白中秋预感到大事不好,就看他们怎么干。那三个人就出去了,走到他窑口那儿,拉开堵窑的石头,一忽儿大火纷飞,火舌卷到空中有几丈高,像一条火龙!炭见了空气,又燃了,要烧成白灰!白中秋见此景,就扑向那窑,却被三个人紧紧抓住,并且把他按倒在地。白中秋真真切切看到他们把三个雷管投进窑里,一阵惊天动地的响声,窑飞了,满沟里都是热气腾腾的炭灰,就是炭灰。白中秋一声惨叫就哭了起来,可回头一看,那三个巡山员不见了。
第五章雪山咒语(12)
“我娘耶!我完了!这辈子算完了!叫花子讨鱼胆,穷苦的命哟!……”
七
苦荞答应了要将那软骨人送回宜昌,这就动身了。没钱坐车,就走小路近路,穿山越岭。好在软骨人又小,充其量四五十斤,山里人背惯了,也不算什么。那软骨人坐在苦荞背柴背猪草的背篓里,还是安静如初。苦荞就诅咒着天杀的白中秋。山中有秋雨,只好用雨布将自己的头和软宝的头盖着,也就盖住了整个背篓;那软宝的头搁在她背颈窝里,左摇右晃的,吹着丝丝热气,算是个活人,走路就格外小心,怕滑倒了,把那软骨人摔了。人家可是城里人哩,宜昌在哪咱也不知道,没去过,但方向还是知晓的,穿过兴山,再穿过夷陵,不就到了宜昌市吗?如拦到个便车,就更快了。
到处是淋湿后阴森森潮乎乎的树,乌桕的红叶一蓬火从雨中冲出来,还是无力,呛着烟子。山楂红串串的,像树淌着鼻血,疯长的山荷叶还是很茂盛,在溪沟边摇摇曳曳。苦荞见旁边林子里有响动,就拍拍那背篓说:
“有野牲口,我就把你喂着吃了的啊!”
有个人说话,人还是胆大些。那“人”虽不能说话,又小,毕竟是个四肢俱全的人。
“宜昌有大楼房和大洋船吧?”
“宜昌的女人都很漂亮吧?……宜昌人吃啥喝啥?长成你这么个蔫不拉叽软宝相,未必宜昌没苞谷吃么?咱神农架山里,男娃女娃都长得墩墩实实的,打得死老虎,都叫苞谷墩子……”

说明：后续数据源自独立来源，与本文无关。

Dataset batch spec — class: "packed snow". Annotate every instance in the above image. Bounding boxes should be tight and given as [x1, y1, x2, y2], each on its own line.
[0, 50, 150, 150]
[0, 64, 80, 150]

这么说着,到了傍晚,雨的翅膀收了,有晚霞钻出来,山上又有一派爽气,路也干了,听到远处的山上有歌声和牛哞声,就唱了起来:
送郎送到床档头,
撞破灯盏泼了油,
破了灯盏不打紧,
油了衣裳要丢丑。
送郎送到房屋门,
双泪难忍哭一声,
你也哭来我一哭,
哭来哭去走不成。
送郎送到道路口,
伸手拉住我郎手,
舍不得丢也要丢,
奴手丢了心难丢。
送郎送到大桥头,
手扶栏杆望水流,
莫学江水无情意,
但愿天长与地久……
唱完,那背上的人竟拍起手来。还能听哩,也能吃,给了他个火烧粑粑,就吃完了。走到一家住户,想讨歇过夜。可那家人说:“背个啥哩?猴娃?”苦荞一听就气了,说:“咋说话哩,这是个人,人家还是城里的,宜昌的。”那家人就说:“人不像人,猴不像猴,不是猴娃是什么呢?”就朝她打量,看那眼神,好像这背篓里的人是她和猴子配了生的。就气愤地走了。回过头又问了一句:“这里闹不闹猪?”那家人说:“猪啊猴啊鬼啊都闹的。”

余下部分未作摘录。